Sometimes, I’m concerned that my desire to stay in Europe after my Masters is distracting me from my thesis. The truth is, I’m not ready to go back to Canada just yet. I will be back home with my family for Christmas and I’m sincerely looking forward to our Christmas morning tradition of French-Canadian crêpes for breakfast and unwrapping gifts under the tree. But I’ll be back in Amsterdam for New Years. I want to start my professional career in Europe and spend my 20s working and traveling. There’s so much to see and I want to experience as much of Europe as possible.
Which brings me to the question of “home” again. I’ve always considered my house in London to be my home, but hardly the city of London itself. I quickly fell in love with Ottawa and as early as second year I considered the capital city to be my “home” away from home (my original home still being the house I grew up in with my parents and sister in London). In the Netherlands, I call my living accommodations (one bedroom, one bathroom and shared kitchen) my “home”. Although I’ve decorated my room and love the view outside my window, it’s not the same homey feeling as my family home in London. Do I call my Dutch accommodations “home” out of habit? Out of convenience? In Ireland, I felt like I had two homes, a 200-year-old building in the mountains with my friend Pat and the small but mighty Kastle Kiernan in Greystones. So, does that mean that I have 5 homes? Can a person have more than one “home”, or will “home” always be one’s point of origin, like point (0,0) on a Cartesian chart?
Perhaps, in each city I’ve lived in I’ve had a different life and a different place to call home at the end of the day. It’s a place where you feel like you belong. When I say “place”, I don’t just mean a physical space, but also an emotional and mental state of safety and peace. Home is a state that follows you. Most recently, I felt a true sense of home and belonging when I celebrated Canadian Thanksgiving with my friends and classmates. I had mentioned this Canadian tradition and they were very eager to make me feel like I was having a true Canadian Thanksgiving. So there I was, making a roasted squash filled with homemade stuffing, at a friend’s place, surrounded by friends, giving thanks for the new home I’ve created in this new city. If any of my friends who shared their Monday night to make my first Thanksgiving away from home so special and memorable, I just want to say thank you for making Amsterdam feel like home.
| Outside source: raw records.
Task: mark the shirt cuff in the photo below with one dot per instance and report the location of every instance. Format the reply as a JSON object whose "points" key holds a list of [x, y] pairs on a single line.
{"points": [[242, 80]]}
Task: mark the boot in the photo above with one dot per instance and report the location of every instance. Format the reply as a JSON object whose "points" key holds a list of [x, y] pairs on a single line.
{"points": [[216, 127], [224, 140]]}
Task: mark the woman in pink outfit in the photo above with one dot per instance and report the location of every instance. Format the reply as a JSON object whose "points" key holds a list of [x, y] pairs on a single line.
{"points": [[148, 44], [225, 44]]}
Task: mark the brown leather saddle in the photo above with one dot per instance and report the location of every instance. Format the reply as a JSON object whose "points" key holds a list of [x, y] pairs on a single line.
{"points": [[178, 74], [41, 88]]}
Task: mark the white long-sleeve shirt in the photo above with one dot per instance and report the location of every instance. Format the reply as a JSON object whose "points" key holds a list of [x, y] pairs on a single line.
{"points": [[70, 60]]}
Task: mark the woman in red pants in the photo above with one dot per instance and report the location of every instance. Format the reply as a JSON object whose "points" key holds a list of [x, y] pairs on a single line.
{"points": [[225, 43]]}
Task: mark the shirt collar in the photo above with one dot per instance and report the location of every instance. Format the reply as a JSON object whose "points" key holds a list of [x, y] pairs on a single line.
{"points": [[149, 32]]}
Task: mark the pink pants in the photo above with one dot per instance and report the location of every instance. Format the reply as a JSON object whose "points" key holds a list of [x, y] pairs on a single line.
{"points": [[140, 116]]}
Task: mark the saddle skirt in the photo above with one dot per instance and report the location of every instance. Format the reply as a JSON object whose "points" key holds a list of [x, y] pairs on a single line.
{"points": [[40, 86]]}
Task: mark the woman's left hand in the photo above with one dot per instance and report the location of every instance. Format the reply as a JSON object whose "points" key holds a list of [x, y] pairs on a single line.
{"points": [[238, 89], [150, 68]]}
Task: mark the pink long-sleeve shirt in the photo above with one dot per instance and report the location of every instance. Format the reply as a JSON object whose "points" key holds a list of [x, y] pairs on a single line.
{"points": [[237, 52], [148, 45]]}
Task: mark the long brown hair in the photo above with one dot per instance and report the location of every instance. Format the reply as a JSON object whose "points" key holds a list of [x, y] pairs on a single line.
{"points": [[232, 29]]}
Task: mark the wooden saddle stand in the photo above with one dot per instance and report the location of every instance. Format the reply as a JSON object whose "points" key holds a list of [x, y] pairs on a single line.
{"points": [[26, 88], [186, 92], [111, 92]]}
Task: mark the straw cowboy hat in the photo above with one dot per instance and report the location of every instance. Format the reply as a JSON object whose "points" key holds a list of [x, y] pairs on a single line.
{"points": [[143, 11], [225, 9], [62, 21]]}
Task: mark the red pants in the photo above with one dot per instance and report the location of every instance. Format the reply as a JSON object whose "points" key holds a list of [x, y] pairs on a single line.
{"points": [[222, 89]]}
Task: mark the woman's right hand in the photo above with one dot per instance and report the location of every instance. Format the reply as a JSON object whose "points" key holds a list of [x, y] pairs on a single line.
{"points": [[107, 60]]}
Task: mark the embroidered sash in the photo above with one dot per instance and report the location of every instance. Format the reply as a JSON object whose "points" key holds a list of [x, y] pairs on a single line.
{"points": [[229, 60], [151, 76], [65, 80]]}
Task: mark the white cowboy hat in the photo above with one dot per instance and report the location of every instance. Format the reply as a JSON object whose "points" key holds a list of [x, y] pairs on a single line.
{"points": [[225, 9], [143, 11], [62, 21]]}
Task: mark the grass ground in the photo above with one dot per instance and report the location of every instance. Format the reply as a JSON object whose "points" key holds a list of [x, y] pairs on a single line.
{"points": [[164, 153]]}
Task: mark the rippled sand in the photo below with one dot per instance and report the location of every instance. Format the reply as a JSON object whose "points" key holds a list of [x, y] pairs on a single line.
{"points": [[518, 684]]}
I’m grateful for all the lives I’ve experienced so far, and all of the homes I’ve created with friends and family in all of the cities I’ve lived in. With any luck, I’ll live a few more lives and make a few more cities home before I settle down, wherever that may be. Until then, I’ll finish my Masters and set my sights on a career that will build relationships and make the world safe for all human differences.